What kind of -- well, that is basically in joint site was affordable housing that there's information sharing on pricing and things like that, I don't know if that's true. But if you could care to comment and how you think about the risk and obviously holding back some capital just in case, so obviously, if you apply 10% to GBP 4 billion, it's obviously a large number. So I'd appreciate that comment.

Gerald Fitzgerald

executive
#110

Yes. Well, I'll take that. We're -- I'm in a good place on it, having been involved in the construction one whenever it was back in 2010, so I know how this all kind of pans out. We have absolutely worked with the CMA, as other housebuilders over the last 12 months, and we will continue to work proactively with the CMA over the next however long period it takes. But standing here today, I'm relatively comfortable that -- and maybe I wasn't from a construction perspective that if we are doing things anticompetitive, I don't think we're very good at it. So that's where I would be.

Joseph Spooner

analyst
#111

Joe Spooner from HSBC. Just going back to the issue of standardization, it's obviously an important steppingstone on the route to that GBP 800 million. Can you just give a sense of how well adopted that is in the business today and how far you have to take it in order to get to that GBP 800 million? And then just secondly, on costs. I think you start to lap some of the initiatives that you took in the summer of last year in the months ahead. How do you think about the cost outlook once you're kind of through that annualization of those initiatives?

Gerald Fitzgerald

executive
#112

Do you want to take the cost one, Earl?

Earl Sibley

executive
#113

Can do. So Joe, I think you were talking about sort of looking even further forward because our cost base today is lower than it was last year. But if I look further forward, look what would I say that some of our suppliers are putting increases into the market that we are not suffering through our business, and that does reflect all the things we've talked about this morning. So -- but there is a little bit of cost pressure from labor and materials further down the line, but we're going to be in a better place than anyone else. And that's what we're still seeing right, as we speak today.

Gerald Fitzgerald

executive
#114

And then on the standardization, I think to a lesser or greater extent, we've got 26 business units, and they're all doing things slightly differently, and in some cases, quite a lot differently. So I think the potential there when we standardize it and bring it all in, and Mike Woolliscroft sat in front of you is dealing with this. He's Head of the BIGs, but it sounds a big title, Head of the BIGs. But now I think it's an immense opportunity for us because it was Bovis, 7 business units, and they weren't doing everything together. You brought in Galliford Try. They certainly weren't doing everything together and different to Bovis.

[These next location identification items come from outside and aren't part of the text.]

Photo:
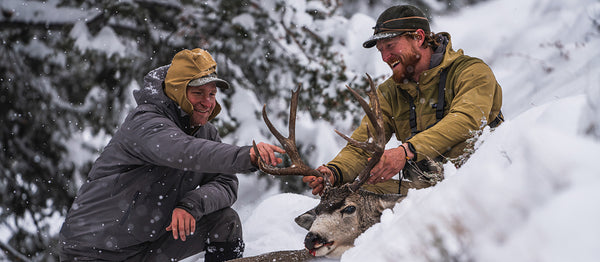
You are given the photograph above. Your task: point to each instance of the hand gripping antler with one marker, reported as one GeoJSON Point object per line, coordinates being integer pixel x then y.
{"type": "Point", "coordinates": [298, 167]}
{"type": "Point", "coordinates": [374, 144]}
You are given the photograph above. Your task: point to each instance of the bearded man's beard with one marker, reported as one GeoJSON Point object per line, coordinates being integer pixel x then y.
{"type": "Point", "coordinates": [409, 62]}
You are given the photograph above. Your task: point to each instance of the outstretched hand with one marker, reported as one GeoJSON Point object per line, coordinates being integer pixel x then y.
{"type": "Point", "coordinates": [389, 165]}
{"type": "Point", "coordinates": [267, 153]}
{"type": "Point", "coordinates": [182, 224]}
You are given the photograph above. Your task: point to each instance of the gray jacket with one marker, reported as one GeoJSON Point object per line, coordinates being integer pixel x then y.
{"type": "Point", "coordinates": [154, 163]}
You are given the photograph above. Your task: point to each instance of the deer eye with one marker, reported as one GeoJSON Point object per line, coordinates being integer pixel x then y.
{"type": "Point", "coordinates": [348, 210]}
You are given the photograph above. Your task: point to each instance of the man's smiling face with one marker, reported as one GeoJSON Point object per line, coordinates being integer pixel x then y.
{"type": "Point", "coordinates": [203, 99]}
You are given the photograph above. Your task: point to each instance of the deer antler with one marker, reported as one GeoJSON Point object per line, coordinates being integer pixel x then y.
{"type": "Point", "coordinates": [374, 144]}
{"type": "Point", "coordinates": [298, 167]}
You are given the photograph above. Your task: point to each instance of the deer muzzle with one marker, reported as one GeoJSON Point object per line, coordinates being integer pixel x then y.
{"type": "Point", "coordinates": [313, 242]}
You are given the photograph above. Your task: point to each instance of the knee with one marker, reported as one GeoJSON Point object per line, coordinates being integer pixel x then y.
{"type": "Point", "coordinates": [224, 224]}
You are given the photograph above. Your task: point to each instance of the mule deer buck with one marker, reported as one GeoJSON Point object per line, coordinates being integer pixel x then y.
{"type": "Point", "coordinates": [344, 212]}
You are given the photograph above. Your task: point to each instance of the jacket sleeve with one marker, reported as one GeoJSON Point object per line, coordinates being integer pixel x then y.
{"type": "Point", "coordinates": [351, 160]}
{"type": "Point", "coordinates": [474, 91]}
{"type": "Point", "coordinates": [219, 191]}
{"type": "Point", "coordinates": [152, 138]}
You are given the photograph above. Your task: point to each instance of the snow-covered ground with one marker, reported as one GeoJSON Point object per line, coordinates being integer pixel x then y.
{"type": "Point", "coordinates": [529, 192]}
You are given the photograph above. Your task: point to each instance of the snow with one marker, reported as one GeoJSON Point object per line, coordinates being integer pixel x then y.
{"type": "Point", "coordinates": [529, 191]}
{"type": "Point", "coordinates": [527, 194]}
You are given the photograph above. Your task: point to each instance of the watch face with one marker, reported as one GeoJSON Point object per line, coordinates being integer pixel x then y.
{"type": "Point", "coordinates": [411, 148]}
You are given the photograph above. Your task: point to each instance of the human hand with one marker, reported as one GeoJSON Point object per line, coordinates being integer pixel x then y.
{"type": "Point", "coordinates": [182, 224]}
{"type": "Point", "coordinates": [318, 183]}
{"type": "Point", "coordinates": [390, 164]}
{"type": "Point", "coordinates": [267, 153]}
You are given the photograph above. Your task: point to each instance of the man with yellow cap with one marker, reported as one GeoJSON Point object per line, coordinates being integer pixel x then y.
{"type": "Point", "coordinates": [434, 101]}
{"type": "Point", "coordinates": [163, 187]}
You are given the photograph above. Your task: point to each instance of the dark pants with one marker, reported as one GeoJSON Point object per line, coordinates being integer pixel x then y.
{"type": "Point", "coordinates": [218, 233]}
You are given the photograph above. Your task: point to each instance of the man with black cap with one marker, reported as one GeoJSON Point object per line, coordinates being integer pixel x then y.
{"type": "Point", "coordinates": [433, 103]}
{"type": "Point", "coordinates": [163, 187]}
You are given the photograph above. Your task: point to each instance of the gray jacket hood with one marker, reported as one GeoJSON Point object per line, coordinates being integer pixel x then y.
{"type": "Point", "coordinates": [153, 163]}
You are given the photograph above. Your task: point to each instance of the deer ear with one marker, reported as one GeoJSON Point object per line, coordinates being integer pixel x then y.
{"type": "Point", "coordinates": [305, 220]}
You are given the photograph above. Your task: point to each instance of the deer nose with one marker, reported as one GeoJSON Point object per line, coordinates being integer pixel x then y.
{"type": "Point", "coordinates": [312, 239]}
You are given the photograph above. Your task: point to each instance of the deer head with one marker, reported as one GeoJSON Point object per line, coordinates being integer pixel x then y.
{"type": "Point", "coordinates": [346, 211]}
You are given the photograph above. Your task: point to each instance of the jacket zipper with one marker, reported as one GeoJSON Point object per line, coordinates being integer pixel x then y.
{"type": "Point", "coordinates": [126, 215]}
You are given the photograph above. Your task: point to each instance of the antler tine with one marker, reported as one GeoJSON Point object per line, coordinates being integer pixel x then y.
{"type": "Point", "coordinates": [377, 146]}
{"type": "Point", "coordinates": [298, 167]}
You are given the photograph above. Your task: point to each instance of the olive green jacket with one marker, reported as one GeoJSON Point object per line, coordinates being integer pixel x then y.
{"type": "Point", "coordinates": [473, 99]}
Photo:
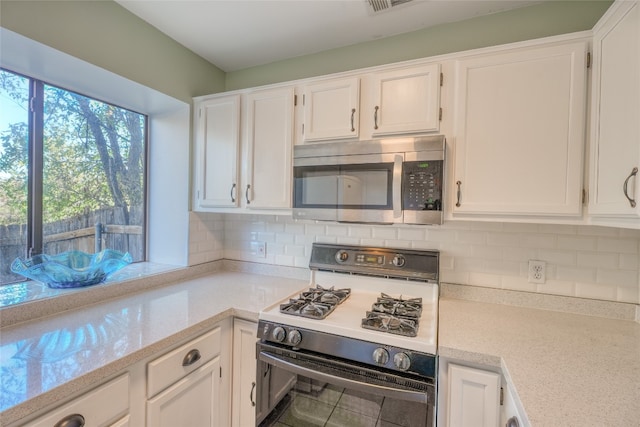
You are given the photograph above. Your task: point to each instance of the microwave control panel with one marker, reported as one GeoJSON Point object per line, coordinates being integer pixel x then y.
{"type": "Point", "coordinates": [422, 185]}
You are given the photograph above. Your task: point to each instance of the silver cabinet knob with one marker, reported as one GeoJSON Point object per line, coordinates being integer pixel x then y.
{"type": "Point", "coordinates": [278, 333]}
{"type": "Point", "coordinates": [380, 356]}
{"type": "Point", "coordinates": [295, 337]}
{"type": "Point", "coordinates": [402, 361]}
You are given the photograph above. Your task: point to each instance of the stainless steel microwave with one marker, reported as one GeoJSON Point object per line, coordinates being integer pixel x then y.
{"type": "Point", "coordinates": [384, 181]}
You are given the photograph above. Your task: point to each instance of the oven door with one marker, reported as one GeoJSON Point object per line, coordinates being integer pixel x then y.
{"type": "Point", "coordinates": [354, 188]}
{"type": "Point", "coordinates": [306, 389]}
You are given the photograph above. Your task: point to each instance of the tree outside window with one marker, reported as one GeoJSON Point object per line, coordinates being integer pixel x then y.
{"type": "Point", "coordinates": [67, 163]}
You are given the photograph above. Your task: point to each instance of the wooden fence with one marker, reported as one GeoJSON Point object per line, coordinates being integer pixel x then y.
{"type": "Point", "coordinates": [77, 233]}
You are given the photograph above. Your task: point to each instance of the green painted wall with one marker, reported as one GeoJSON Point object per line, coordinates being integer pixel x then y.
{"type": "Point", "coordinates": [107, 35]}
{"type": "Point", "coordinates": [542, 20]}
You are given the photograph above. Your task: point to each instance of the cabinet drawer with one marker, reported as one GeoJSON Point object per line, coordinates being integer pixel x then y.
{"type": "Point", "coordinates": [174, 365]}
{"type": "Point", "coordinates": [92, 408]}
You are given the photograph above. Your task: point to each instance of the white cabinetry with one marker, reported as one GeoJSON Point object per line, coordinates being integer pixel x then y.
{"type": "Point", "coordinates": [393, 102]}
{"type": "Point", "coordinates": [615, 137]}
{"type": "Point", "coordinates": [91, 410]}
{"type": "Point", "coordinates": [217, 152]}
{"type": "Point", "coordinates": [190, 385]}
{"type": "Point", "coordinates": [519, 132]}
{"type": "Point", "coordinates": [244, 373]}
{"type": "Point", "coordinates": [473, 397]}
{"type": "Point", "coordinates": [251, 170]}
{"type": "Point", "coordinates": [405, 100]}
{"type": "Point", "coordinates": [267, 160]}
{"type": "Point", "coordinates": [331, 109]}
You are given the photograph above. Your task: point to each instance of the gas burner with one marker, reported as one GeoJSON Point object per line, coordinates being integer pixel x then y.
{"type": "Point", "coordinates": [315, 303]}
{"type": "Point", "coordinates": [306, 308]}
{"type": "Point", "coordinates": [411, 307]}
{"type": "Point", "coordinates": [326, 295]}
{"type": "Point", "coordinates": [392, 324]}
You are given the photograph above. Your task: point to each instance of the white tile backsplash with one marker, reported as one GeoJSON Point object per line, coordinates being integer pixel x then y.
{"type": "Point", "coordinates": [582, 261]}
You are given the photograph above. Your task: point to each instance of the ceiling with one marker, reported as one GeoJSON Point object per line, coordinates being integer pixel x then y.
{"type": "Point", "coordinates": [237, 34]}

And then, you've got Countryside. So we have 26 business units doing things a lot differently or subtly differently. And over the next 12 months, that has got to change. It will change, and we'll have the benefits of that. I agree with Tim, we can't put a number to that. But I think it will be more than a minor saving for the organization going forward. Brilliant. There you go, nearly 1.5 hours, well done, everyone. Thanks very much, and have a good rest of the day. Thank you.